There is a difference of about twice, but it does not seem to be as much as is generally said. I don't know exactly, but it's probably because of the overhead of string console display speed.

code

python


def hello_world():
    for i in range(1000):
        print("hello world!")

def test1():
    # python
    start = time.time()
    hello_world()
    python_time = time.time() - start
    # swig
    start = time.time()
    helloWorld()
    swig_time = time.time() - start
    print("python_time:{:e}".format(python_time) + "[sec]")
    print("swig_time__:{:e}".format(swig_time) + "[sec]")

c


void helloWorld()
{
    for (int i = 0; i < 1000; i++)
    {
        printf("hello world!\n");
    }
}

Count up numbers

Execution speed of a function that counts up to 1000 and returns

python_time:6.842613e-05[sec]
swig_time__:5.483627e-06[sec]

This time, the difference was more than 10 times. If you can make such a difference just by counting up the numbers, you can get a glimpse of why python is said to be slow.

code

python


def count_up():
    res = 0
    for i in range(1000):
        res += 1
    return res

def test2():
    # python
    start = time.time()
    res = count_up()
    print(res)
    python_time = time.time() - start
    # swig
    start = time.time()
    res = countUp()
    print(res)
    swig_time = time.time() - start
    print("python_time:{:e}".format(python_time) + "[sec]")
    print("swig_time__:{:e}".format(swig_time) + "[sec]")

c


int countUp()
{
    int res = 0;
    for (int i = 0; i < 1000; i++)
    {
        res += 1;
    }
    return res;
}

Image conversion

Execution speed of the function that converts a grayscale image to an RGB image

  • Use OpenCV module on Python side
python_time:1.032352e-04[sec]
swig_time__:1.156330e-04[sec]

This is almost the same result.
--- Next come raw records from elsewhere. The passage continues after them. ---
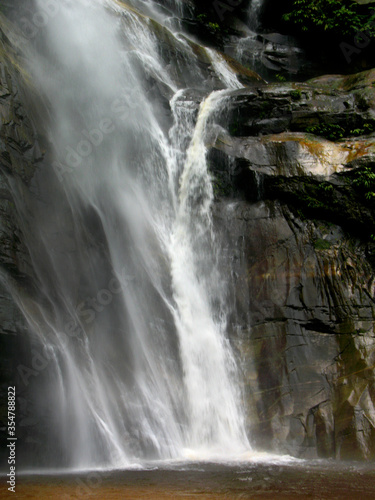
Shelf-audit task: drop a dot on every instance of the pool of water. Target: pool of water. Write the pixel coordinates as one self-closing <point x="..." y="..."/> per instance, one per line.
<point x="278" y="479"/>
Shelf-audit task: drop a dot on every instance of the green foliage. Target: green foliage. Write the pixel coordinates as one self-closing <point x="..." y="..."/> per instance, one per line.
<point x="335" y="132"/>
<point x="330" y="131"/>
<point x="339" y="17"/>
<point x="364" y="181"/>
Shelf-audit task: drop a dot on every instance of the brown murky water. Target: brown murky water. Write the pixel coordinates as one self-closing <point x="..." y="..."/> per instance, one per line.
<point x="318" y="480"/>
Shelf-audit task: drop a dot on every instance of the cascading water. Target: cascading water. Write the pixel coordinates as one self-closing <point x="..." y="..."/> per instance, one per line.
<point x="132" y="314"/>
<point x="255" y="8"/>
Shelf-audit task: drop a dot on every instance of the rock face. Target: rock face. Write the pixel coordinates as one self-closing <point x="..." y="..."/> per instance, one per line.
<point x="302" y="264"/>
<point x="297" y="221"/>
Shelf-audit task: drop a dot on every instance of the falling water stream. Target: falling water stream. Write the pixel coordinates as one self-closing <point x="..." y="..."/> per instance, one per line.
<point x="133" y="310"/>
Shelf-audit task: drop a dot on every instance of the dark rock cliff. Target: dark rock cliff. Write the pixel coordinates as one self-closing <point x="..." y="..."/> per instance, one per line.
<point x="300" y="252"/>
OpenCV is written in C/C ++ in the first place, so it's a natural result. However, the execution speed of this SWIG includes the process of allocating the memory of the output destination with np.zeros (). It is not possible if you are using the OpenCV python package, but if you are writing in SWIG, you can reuse the output memory. The speed when the memory space is not secured is as follows.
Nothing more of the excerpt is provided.